For infrastructure projects, many factors, like terrain and design, are outside the control of contractors. However, they often may choose removal and rebuilding methods and techniques, as well as certain specifications, that affect the asset’s operating life (and long-term value).
In that regard, one can assume that bridge repair or rehabilitation has a single purpose: to cost-effectively extend the useful life of the public asset, where “useful life” means the number of years of safe operation.
So, what does sustainability have to do with hydrodemolition?
The answer is “a lot!”
Given the job’s location and terrain, when the quality of (1) design, (2) new materials and (3) reconstruction services are held constant, what matters is how the old or deteriorated materials and concrete are to be removed.
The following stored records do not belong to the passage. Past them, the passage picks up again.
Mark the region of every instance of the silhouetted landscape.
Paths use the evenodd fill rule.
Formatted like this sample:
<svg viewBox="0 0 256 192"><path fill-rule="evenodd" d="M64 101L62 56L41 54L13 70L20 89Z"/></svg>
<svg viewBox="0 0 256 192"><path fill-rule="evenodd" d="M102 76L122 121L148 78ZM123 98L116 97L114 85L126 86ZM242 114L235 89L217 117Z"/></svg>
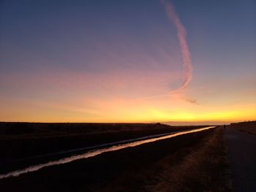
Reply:
<svg viewBox="0 0 256 192"><path fill-rule="evenodd" d="M0 0L0 192L256 192L255 0Z"/></svg>

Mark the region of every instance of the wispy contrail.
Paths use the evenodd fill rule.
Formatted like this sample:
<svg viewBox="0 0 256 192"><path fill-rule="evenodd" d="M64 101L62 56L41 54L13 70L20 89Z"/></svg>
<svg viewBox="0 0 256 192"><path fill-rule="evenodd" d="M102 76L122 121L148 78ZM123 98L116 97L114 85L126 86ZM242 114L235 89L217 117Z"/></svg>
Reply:
<svg viewBox="0 0 256 192"><path fill-rule="evenodd" d="M169 19L173 21L177 28L177 36L181 46L184 77L182 85L176 90L171 91L169 93L177 92L185 88L192 77L192 64L190 58L190 53L186 40L186 29L181 23L177 13L175 11L174 7L167 0L159 0L164 6L167 15Z"/></svg>

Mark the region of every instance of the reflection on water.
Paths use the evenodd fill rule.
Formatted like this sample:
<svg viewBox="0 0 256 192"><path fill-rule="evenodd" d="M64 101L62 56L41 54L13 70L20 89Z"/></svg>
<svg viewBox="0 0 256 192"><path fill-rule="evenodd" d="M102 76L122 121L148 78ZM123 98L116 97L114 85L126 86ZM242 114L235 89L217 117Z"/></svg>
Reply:
<svg viewBox="0 0 256 192"><path fill-rule="evenodd" d="M132 142L129 143L125 143L125 144L120 144L117 145L113 145L111 147L108 147L106 148L102 148L102 149L98 149L92 151L89 151L86 152L86 153L81 154L81 155L72 155L70 157L61 158L59 160L56 161L49 161L46 164L41 164L38 165L34 165L31 166L29 166L26 169L20 169L14 172L9 172L7 174L0 174L0 179L3 178L7 178L9 177L17 177L19 176L21 174L24 173L28 173L28 172L36 172L39 169L41 169L43 167L47 167L50 166L53 166L53 165L58 165L58 164L64 164L67 163L69 163L71 161L78 160L78 159L82 159L82 158L86 158L89 157L93 157L97 155L99 155L101 153L105 153L105 152L110 152L110 151L114 151L114 150L118 150L129 147L135 147L142 144L145 143L148 143L148 142L156 142L158 140L162 140L162 139L165 139L171 137L174 137L178 135L182 135L182 134L190 134L190 133L195 133L195 132L198 132L201 131L203 130L209 129L211 128L214 128L215 126L209 126L209 127L206 127L206 128L197 128L197 129L193 129L190 131L182 131L182 132L178 132L175 134L170 134L166 136L162 136L157 138L151 138L151 139L144 139L144 140L140 140L140 141L136 141L136 142Z"/></svg>

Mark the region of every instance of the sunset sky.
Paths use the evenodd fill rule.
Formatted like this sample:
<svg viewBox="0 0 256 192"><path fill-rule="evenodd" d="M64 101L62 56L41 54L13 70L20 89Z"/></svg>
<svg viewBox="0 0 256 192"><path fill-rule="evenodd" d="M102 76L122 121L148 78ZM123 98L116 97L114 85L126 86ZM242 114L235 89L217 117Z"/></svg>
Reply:
<svg viewBox="0 0 256 192"><path fill-rule="evenodd" d="M255 120L255 1L165 2L182 89L159 0L1 1L0 121Z"/></svg>

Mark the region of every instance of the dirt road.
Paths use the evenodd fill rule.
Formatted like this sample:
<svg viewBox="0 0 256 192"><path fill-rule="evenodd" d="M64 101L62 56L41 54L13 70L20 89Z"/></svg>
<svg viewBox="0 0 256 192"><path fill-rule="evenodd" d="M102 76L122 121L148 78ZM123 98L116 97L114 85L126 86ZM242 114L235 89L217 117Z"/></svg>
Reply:
<svg viewBox="0 0 256 192"><path fill-rule="evenodd" d="M256 191L256 137L226 128L225 139L234 191Z"/></svg>

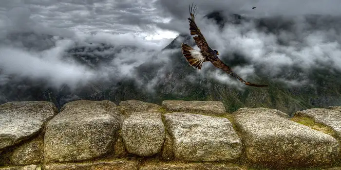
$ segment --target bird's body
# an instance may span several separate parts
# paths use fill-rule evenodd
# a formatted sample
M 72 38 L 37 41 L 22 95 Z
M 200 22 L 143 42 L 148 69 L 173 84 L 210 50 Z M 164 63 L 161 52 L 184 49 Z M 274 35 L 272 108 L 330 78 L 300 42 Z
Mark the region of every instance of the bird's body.
M 188 45 L 182 43 L 181 49 L 182 53 L 191 66 L 201 69 L 204 62 L 210 61 L 215 67 L 222 69 L 227 74 L 237 78 L 246 85 L 258 87 L 267 86 L 267 85 L 258 85 L 246 82 L 233 72 L 231 68 L 220 60 L 217 56 L 217 55 L 219 55 L 219 52 L 215 50 L 212 50 L 208 46 L 204 35 L 201 34 L 200 30 L 194 21 L 195 17 L 194 14 L 197 9 L 195 6 L 194 6 L 193 9 L 193 4 L 192 4 L 192 7 L 191 8 L 189 7 L 189 14 L 191 16 L 191 17 L 188 18 L 189 22 L 190 34 L 191 35 L 197 35 L 193 37 L 193 38 L 197 46 L 200 49 L 200 51 L 195 50 Z

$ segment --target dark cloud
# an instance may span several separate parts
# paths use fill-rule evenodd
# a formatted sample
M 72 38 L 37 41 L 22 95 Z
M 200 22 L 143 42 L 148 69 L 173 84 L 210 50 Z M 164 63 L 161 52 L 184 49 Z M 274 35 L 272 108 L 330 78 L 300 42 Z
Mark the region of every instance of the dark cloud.
M 0 42 L 0 59 L 2 61 L 0 63 L 0 79 L 8 80 L 9 75 L 15 74 L 47 80 L 57 86 L 65 84 L 76 86 L 101 79 L 125 77 L 133 78 L 140 85 L 145 83 L 132 70 L 146 62 L 170 62 L 169 56 L 179 53 L 180 49 L 161 51 L 172 38 L 162 30 L 188 34 L 188 5 L 192 1 L 5 2 L 0 6 L 0 37 L 3 38 Z M 306 73 L 311 68 L 329 67 L 341 70 L 338 64 L 341 62 L 339 57 L 341 54 L 341 25 L 338 17 L 341 13 L 336 9 L 339 1 L 219 0 L 196 0 L 195 3 L 199 13 L 196 22 L 210 46 L 218 50 L 219 57 L 247 81 L 263 74 L 292 85 L 302 85 L 308 82 Z M 252 10 L 253 6 L 256 8 Z M 267 30 L 260 29 L 257 20 L 240 24 L 227 23 L 219 27 L 212 20 L 203 17 L 214 10 L 224 10 L 222 14 L 225 17 L 237 13 L 261 18 L 265 21 L 265 24 L 271 24 Z M 336 17 L 311 16 L 309 18 L 302 16 L 308 14 Z M 287 28 L 279 28 L 283 25 Z M 8 37 L 22 33 L 53 36 L 41 41 L 38 40 L 40 37 L 31 35 L 15 40 Z M 159 39 L 147 40 L 158 36 Z M 27 47 L 25 43 L 34 44 L 34 47 Z M 100 51 L 79 52 L 93 56 L 95 60 L 98 59 L 94 56 L 95 53 L 114 56 L 111 62 L 97 69 L 79 64 L 65 52 L 79 44 L 91 49 L 100 43 L 120 46 L 123 50 L 115 47 Z M 135 48 L 124 48 L 128 46 Z M 238 57 L 239 60 L 236 59 Z M 165 72 L 171 66 L 158 68 L 147 88 L 152 90 L 167 76 Z M 210 67 L 208 62 L 204 63 L 203 69 L 193 71 L 189 79 L 195 82 L 204 77 L 212 77 L 223 84 L 243 86 L 220 70 L 209 69 Z M 292 73 L 290 68 L 293 67 L 300 68 L 302 74 L 298 74 L 295 79 L 284 76 Z

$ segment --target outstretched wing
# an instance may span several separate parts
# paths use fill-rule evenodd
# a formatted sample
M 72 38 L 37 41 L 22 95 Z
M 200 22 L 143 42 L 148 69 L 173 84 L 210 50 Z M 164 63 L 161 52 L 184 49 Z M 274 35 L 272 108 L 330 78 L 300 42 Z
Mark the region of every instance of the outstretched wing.
M 189 30 L 190 31 L 190 34 L 191 35 L 197 35 L 198 36 L 194 36 L 193 39 L 194 39 L 195 44 L 196 44 L 197 46 L 199 47 L 200 50 L 203 51 L 208 52 L 208 49 L 210 49 L 208 46 L 208 44 L 206 42 L 206 40 L 205 39 L 204 35 L 201 34 L 200 30 L 198 28 L 198 26 L 194 21 L 194 18 L 196 14 L 195 14 L 195 11 L 196 11 L 198 7 L 196 7 L 196 4 L 193 7 L 193 3 L 192 3 L 192 6 L 190 7 L 189 5 L 189 14 L 190 14 L 191 17 L 189 17 L 188 20 L 189 22 Z
M 237 78 L 239 81 L 242 82 L 242 83 L 244 83 L 244 84 L 247 85 L 250 85 L 250 86 L 254 86 L 256 87 L 266 87 L 267 86 L 267 85 L 256 85 L 254 84 L 253 83 L 251 83 L 250 82 L 248 82 L 246 81 L 245 80 L 243 80 L 242 78 L 240 78 L 238 75 L 237 75 L 236 73 L 235 73 L 233 71 L 232 71 L 232 69 L 231 68 L 230 68 L 229 67 L 227 66 L 226 65 L 225 63 L 224 63 L 220 59 L 219 59 L 218 57 L 212 59 L 212 58 L 209 58 L 210 61 L 213 65 L 216 68 L 221 68 L 222 70 L 223 70 L 224 71 L 227 72 L 228 74 L 229 74 L 230 75 Z

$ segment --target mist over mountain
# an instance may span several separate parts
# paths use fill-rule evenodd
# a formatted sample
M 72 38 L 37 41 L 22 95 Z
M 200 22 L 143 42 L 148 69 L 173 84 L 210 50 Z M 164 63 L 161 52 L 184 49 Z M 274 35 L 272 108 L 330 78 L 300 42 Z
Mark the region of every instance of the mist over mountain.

In particular, there are three major ways that hydrodemolition of reinforced concrete extends the life span of repaired or rehabilitated bridges, parking garages, or other structures:
• The coincidental (and beneficial) removal of weak or delaminated concrete in adjacent areas during normal removal.
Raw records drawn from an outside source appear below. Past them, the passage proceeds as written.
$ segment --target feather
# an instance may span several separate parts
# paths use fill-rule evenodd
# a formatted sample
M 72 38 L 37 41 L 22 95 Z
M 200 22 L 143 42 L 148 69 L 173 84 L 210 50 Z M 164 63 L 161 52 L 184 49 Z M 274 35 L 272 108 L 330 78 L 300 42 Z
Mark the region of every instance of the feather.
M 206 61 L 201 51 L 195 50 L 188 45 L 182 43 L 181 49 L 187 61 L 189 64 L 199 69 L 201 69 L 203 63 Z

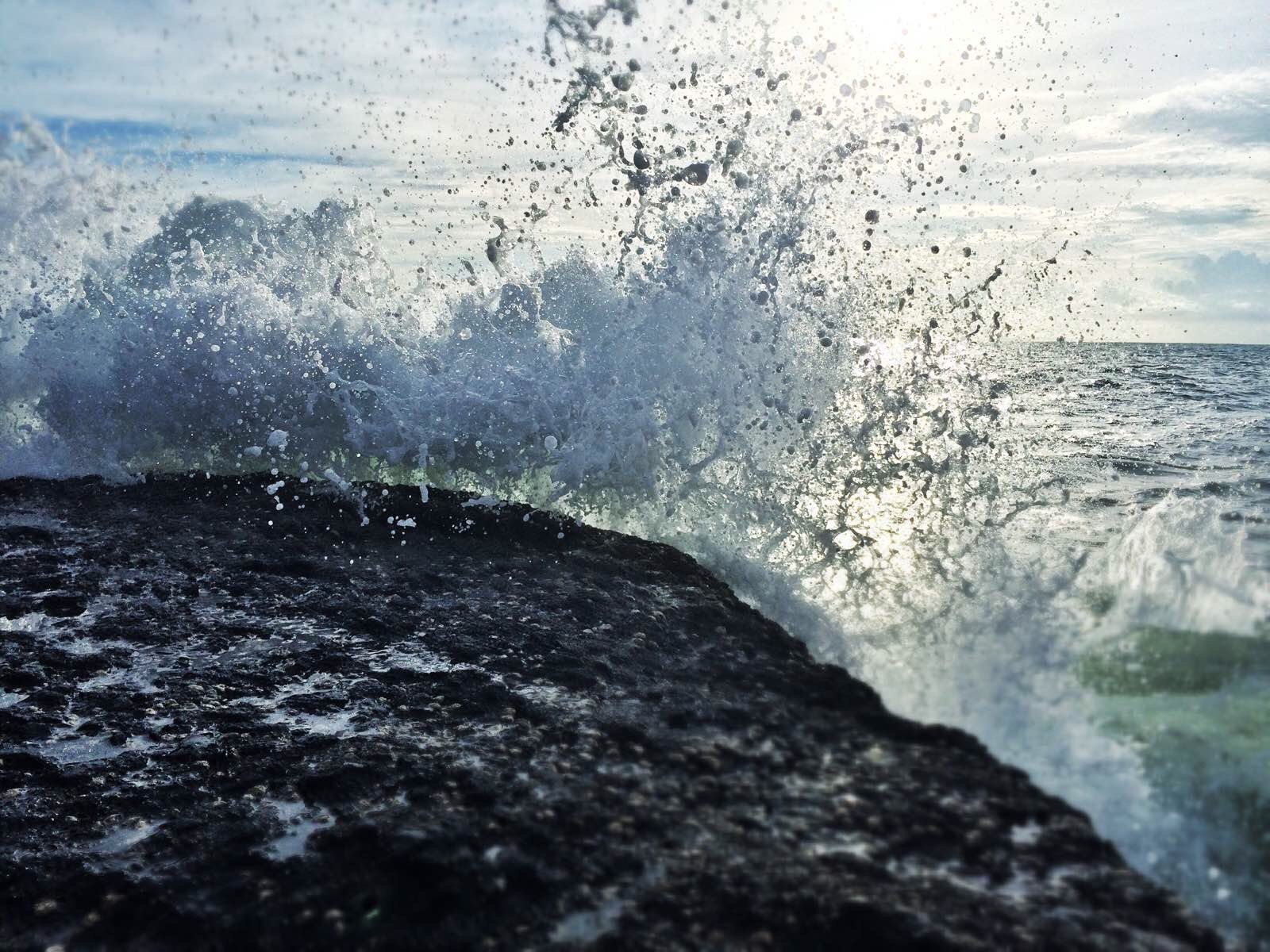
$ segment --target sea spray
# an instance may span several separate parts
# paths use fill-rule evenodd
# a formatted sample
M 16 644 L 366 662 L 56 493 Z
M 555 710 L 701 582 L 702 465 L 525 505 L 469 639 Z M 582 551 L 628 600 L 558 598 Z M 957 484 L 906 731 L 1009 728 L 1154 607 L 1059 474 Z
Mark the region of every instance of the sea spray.
M 552 6 L 564 94 L 532 168 L 484 183 L 490 234 L 458 281 L 405 278 L 370 202 L 160 206 L 15 127 L 4 475 L 378 477 L 673 542 L 1206 895 L 1210 831 L 1078 678 L 1087 559 L 1034 545 L 1068 486 L 988 359 L 1067 326 L 1081 236 L 941 221 L 1035 187 L 1013 107 L 880 88 L 829 44 L 728 18 L 618 55 L 638 13 Z M 728 29 L 763 39 L 734 53 Z M 598 237 L 552 253 L 574 215 Z

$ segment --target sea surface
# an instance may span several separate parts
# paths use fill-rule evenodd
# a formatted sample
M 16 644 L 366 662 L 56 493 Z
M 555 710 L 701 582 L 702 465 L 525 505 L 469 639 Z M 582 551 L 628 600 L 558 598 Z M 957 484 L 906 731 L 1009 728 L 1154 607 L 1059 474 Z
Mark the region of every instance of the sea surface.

• The reduction of collateral damage (to structurally-sound adjacent concrete and steel reinforcements due to bad strikes and vibrations).
• The improved adhesion and bonding properties of the remaining, roughened aggregate structure.
In fact, these three benefits are hydrodemolition’s largest advantages over traditional, mechanical or impact methods that use jackhammers or rotomilling equipment. These benefits are detailed throughout our site. However, if you prefer to read about the benefits from an independent industry group, we recommend ICRI Technical Guideline No. 310.3.
The above-mentioned ICRI guideline explains, with a proper bonding surface, failures usually occur in the substrate, rather than in the new surface or at the bond point. At ultra-high pressure, hydrodemolition is much more likely to eliminate those deeper weaknesses or delaminations that would go untouched by mechanical methods. Weak concrete beneath the surface of the substrate is removed, and the repaired surface is stronger, sturdier and will last longer.
Less Collateral Damage
Hydrodemolition is a non-impact method that, in some sense, differentiates between concrete and denser materials like rebar. Mechanical methods that use rotomillers and jackhammers are far less discerning and are much more likely to damage surrounding rebar and (otherwise) sound, adjacent concrete.
Improved Bonding, Tensile Strength and Shear Transfer
Compare the concrete profiles below. The left is a typical profile from Rampart’s hydro-scarification process, where the exposed aggregate remains above the rest of the surface (sample shows 1/4″ amplitude). On the right is an profile from rotomilling where aggregate, cement, and sand are all sheared, leaving a relatively smooth surface.
Notice the differences in height and, therefore, surface area. That difference directly translates into substantially improved bonding for new surfaces laid over hydrodemolished substrates compared to mechanical impact methods. Note: similar profiles exist for deeper removals, i.e., partial-depth removals, too.
Longer-lasting, less-expensive, environmentally-friendly – those are a few of the reasons why hydrodemolition is the proper and sustainable way to prep concrete repairs for infrastructure projects.